At first glance the Cobia 3 doesn't particularly stir any romantic notions of travel, most surfaces are dented, stained and held together by thick layers of paint or black grease. But she's a working vessel after-all, and one that while not particularly graceful to look at, is literally a lifeline between Tahiti and the small villages on a remote chain of islands that, without her weekly or bi-weekly visits, would find life unpleasant if not unbearable.
We loaded our precious boat supplies and provisions into an old crate marked for Apataki and climbed onboard to find our quarters. There are only three passenger cabins on the Cobia, small dormitory style rooms each with two bunk beds, we're sharing our cabin with an exhausted French couple, Dominique and Sophie, who have flown directly from Paris to be here. Other passengers, Polynesian locals, have also boarded, many more than the three small cabins can accommodate, but in a style that suggests they're frequent Cobia travelers, they've spread a blue tarp on the steel deck, loosely rigged another for shade, and have quietly settled in for the ride.

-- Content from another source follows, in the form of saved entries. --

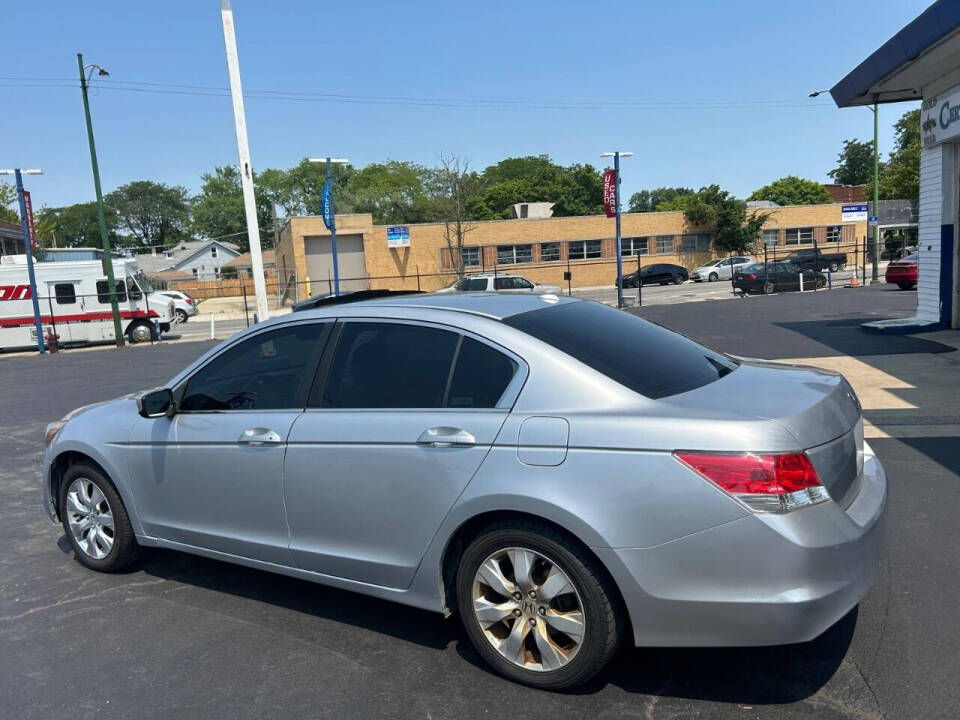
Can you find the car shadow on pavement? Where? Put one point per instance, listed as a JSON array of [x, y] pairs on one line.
[[301, 596], [750, 676]]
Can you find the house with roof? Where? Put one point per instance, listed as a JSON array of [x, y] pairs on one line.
[[197, 259]]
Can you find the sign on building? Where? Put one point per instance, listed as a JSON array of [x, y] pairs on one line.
[[398, 236], [854, 213], [940, 117]]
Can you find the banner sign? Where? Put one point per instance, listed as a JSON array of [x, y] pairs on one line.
[[610, 193], [854, 213], [398, 236], [328, 215], [29, 205]]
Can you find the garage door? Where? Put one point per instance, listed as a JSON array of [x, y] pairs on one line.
[[353, 269]]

Our tickets for the Cobia cost just $70 each. For that, if you're lucky, you get a thick industrial plastic covered mattress, a shared passenger toilet (sans wash basin), and access to a picnic bench bolted down to the stern deck. Passengers on the Cobia are an afterthought and it seems that we are expected to fend for ourselves - toilet paper, towels, pillows, sheets, food, water and entertainment are definitely not provided. And there has been a troubling absence of any safely direction. We have had no briefing, there has been no mention of the nearest exit, the location of our personal floatation devise or abandon procedures. There is, however, a laminated notice outside our cabin that clearly states, in French, that a long blast of the ship's horn followed by three short blasts is an 'Alarme Abandon'.

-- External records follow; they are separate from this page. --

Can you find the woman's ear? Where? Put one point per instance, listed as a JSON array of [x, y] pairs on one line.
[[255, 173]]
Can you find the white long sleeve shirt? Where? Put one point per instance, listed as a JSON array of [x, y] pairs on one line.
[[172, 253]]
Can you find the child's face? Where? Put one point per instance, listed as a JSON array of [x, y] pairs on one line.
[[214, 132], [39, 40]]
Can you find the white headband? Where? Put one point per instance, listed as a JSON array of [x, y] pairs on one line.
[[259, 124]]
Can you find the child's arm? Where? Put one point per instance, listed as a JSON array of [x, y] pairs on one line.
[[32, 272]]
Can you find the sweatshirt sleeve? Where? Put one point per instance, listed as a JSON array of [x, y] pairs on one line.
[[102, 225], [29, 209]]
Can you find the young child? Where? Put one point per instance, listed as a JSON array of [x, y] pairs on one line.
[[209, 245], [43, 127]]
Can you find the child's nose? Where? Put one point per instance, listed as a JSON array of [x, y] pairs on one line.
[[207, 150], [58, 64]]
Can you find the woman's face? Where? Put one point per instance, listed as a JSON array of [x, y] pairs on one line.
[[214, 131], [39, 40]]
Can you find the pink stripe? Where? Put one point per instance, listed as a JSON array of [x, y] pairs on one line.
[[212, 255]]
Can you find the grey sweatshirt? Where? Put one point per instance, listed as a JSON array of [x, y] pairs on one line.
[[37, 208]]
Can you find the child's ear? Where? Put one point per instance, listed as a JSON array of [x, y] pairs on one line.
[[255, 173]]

We eventually cast off from the cargo dock six hours behind schedule, and at 21:30, under an almost full moon, slipped out of a quiet harbour, past Point Venus and are now steaming east at ten knots.
Despite the bright white hallway lights, the smell of oil, dirt and diesel that permeates everything onboard, and the cacophony of vibrations, rattling, metallic echoes, and the constant deep throbbing of the engines, we are resting easy, because we are on our way home.